Intraperitoneal tumor spread in nude mice after implantation of ovarian cells with induced genetic lesions under the ovarian bursa A–E: Tumors derived from β-actin-TVA/p53^−/− ovarian cells that were infected with a combination of RCAS viruses carrying c-myc and K-ras oncogenes and implanted under the ovarian bursa of a nude mouse.
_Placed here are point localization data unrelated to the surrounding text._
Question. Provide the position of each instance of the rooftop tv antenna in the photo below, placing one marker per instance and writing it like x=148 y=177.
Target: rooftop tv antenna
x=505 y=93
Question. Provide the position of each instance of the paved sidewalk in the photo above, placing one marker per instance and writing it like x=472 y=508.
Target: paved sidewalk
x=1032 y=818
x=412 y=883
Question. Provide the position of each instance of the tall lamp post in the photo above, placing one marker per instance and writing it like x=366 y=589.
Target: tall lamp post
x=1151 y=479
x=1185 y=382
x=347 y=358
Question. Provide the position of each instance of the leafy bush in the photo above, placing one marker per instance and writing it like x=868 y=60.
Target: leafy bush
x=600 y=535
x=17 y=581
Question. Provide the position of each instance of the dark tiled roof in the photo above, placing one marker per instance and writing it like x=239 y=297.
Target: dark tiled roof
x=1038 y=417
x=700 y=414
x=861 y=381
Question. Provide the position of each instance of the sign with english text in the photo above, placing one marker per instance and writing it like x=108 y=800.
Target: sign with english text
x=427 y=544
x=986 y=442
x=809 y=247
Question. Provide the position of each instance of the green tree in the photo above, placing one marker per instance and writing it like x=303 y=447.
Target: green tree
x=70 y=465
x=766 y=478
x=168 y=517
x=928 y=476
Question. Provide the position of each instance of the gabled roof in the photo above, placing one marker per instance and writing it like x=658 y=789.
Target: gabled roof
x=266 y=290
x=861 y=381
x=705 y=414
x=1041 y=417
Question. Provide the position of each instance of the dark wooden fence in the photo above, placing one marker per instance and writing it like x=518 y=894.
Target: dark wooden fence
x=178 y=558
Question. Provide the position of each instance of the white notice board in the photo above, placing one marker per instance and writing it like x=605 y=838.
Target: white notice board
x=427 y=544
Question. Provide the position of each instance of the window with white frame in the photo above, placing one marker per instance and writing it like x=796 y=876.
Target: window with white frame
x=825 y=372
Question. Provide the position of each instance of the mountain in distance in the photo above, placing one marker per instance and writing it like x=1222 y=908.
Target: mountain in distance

A: Abdominal bloating and the presence of bloody ascites were the typical signs of the intraperitoneal tumor spread. B: Ovarian tumor spread in the peritoneal cavity. C: Ovarian tumor spread to the intraperitoneal and retroperitoneal organs. Arrows indicate ovarian tumor spread to the spleen, liver, intestine, kidney, and the contralateral ovary. D: Sections of the liver and the spleen probed with antibody against TVA to identify the ovarian tumor cell metastases. The tumor cells metastasize to the surfaces of organs (arrows) and deep into the tissue (arrowheads). E: Papillary organization of metastatic ovarian tumor resembles ovarian papillary carcinoma.

Figure 7

Ovarian tumor induction in immunocompetent mice A: Ovarian cells from the right ovary of the β-actin-TVA/p53^−/− mouse were transduced with c-myc, K-ras, and Akt oncogenes and implanted under the ovarian bursa of the left ovary. The arrow points to the tumor that developed in the left ovary three months after intrabursal implantation of the RCAS-infected ovarian cells. B: H&E staining of the tumor section reveals an undifferentiated epithelial neoplasm, arranged in nests.